Gold hit a new all-time high as the dollar declined after the latest US economic data showed softer-than-expected growth at the end of last year.
Inflation-adjusted gross domestic product increased an annualized 2.3% in the fourth quarter after rising 3.1% in the prior three-month period, according to the government’s initial estimate published Thursday. The median forecast in a Bloomberg survey of economists called for a 2.6% growth.
The greenback declined after the report, sending bullion as much as 1.1% higher to $2,790.19 an ounce — surpassing its previous all-time high set in October. A weaker dollar makes bullion more appealing for investors holding other currencies as it’s priced in the US currency.

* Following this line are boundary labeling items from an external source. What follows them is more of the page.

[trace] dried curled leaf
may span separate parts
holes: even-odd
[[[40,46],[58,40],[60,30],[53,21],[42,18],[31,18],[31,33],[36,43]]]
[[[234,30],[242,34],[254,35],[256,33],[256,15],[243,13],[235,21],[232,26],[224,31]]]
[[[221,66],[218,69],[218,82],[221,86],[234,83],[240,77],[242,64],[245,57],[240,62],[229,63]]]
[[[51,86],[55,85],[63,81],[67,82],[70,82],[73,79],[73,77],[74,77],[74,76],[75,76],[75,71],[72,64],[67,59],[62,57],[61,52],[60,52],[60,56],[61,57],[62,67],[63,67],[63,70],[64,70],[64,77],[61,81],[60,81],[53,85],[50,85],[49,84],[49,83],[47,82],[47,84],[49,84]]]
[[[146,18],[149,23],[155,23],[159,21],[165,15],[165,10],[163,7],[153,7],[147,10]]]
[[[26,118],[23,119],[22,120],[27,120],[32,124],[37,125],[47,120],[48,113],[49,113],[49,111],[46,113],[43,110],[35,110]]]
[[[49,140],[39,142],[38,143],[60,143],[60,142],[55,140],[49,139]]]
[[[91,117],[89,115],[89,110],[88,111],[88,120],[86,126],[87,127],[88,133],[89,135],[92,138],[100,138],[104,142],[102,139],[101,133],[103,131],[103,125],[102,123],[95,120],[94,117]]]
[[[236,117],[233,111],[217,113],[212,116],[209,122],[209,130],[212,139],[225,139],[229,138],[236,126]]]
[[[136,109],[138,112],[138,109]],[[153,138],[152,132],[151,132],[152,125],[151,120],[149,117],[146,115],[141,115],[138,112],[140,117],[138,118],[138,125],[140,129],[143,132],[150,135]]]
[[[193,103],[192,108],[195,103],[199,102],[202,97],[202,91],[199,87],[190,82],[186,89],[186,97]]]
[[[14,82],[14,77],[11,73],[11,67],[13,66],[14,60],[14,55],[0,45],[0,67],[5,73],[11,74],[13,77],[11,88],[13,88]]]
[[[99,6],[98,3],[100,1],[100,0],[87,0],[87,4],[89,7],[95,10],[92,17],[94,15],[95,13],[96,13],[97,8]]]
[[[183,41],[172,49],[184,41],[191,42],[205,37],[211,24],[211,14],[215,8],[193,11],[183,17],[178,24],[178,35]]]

The precious metal’s latest attempt to score a new high “most certainly occurred after the softer than expected GDP print which has softened the dollar further,” said Ole Hansen, head of commodities strategy at Saxo Bank A/S. “If softer growth and lower prices can be maintained, the door for additional cuts will be left wide open.” Lower rates typically benefit gold as it pays no interest.
Policymakers held rates steady at the conclusion of their first meeting of the year Wednesday, with Federal Reserve Chair Jerome Powell saying that officials won’t rush to lower rates as they are waiting to see further progress on inflation.
Spot gold rose 1% to $2,788.86 an ounce as of 10:19 a.m. in New York.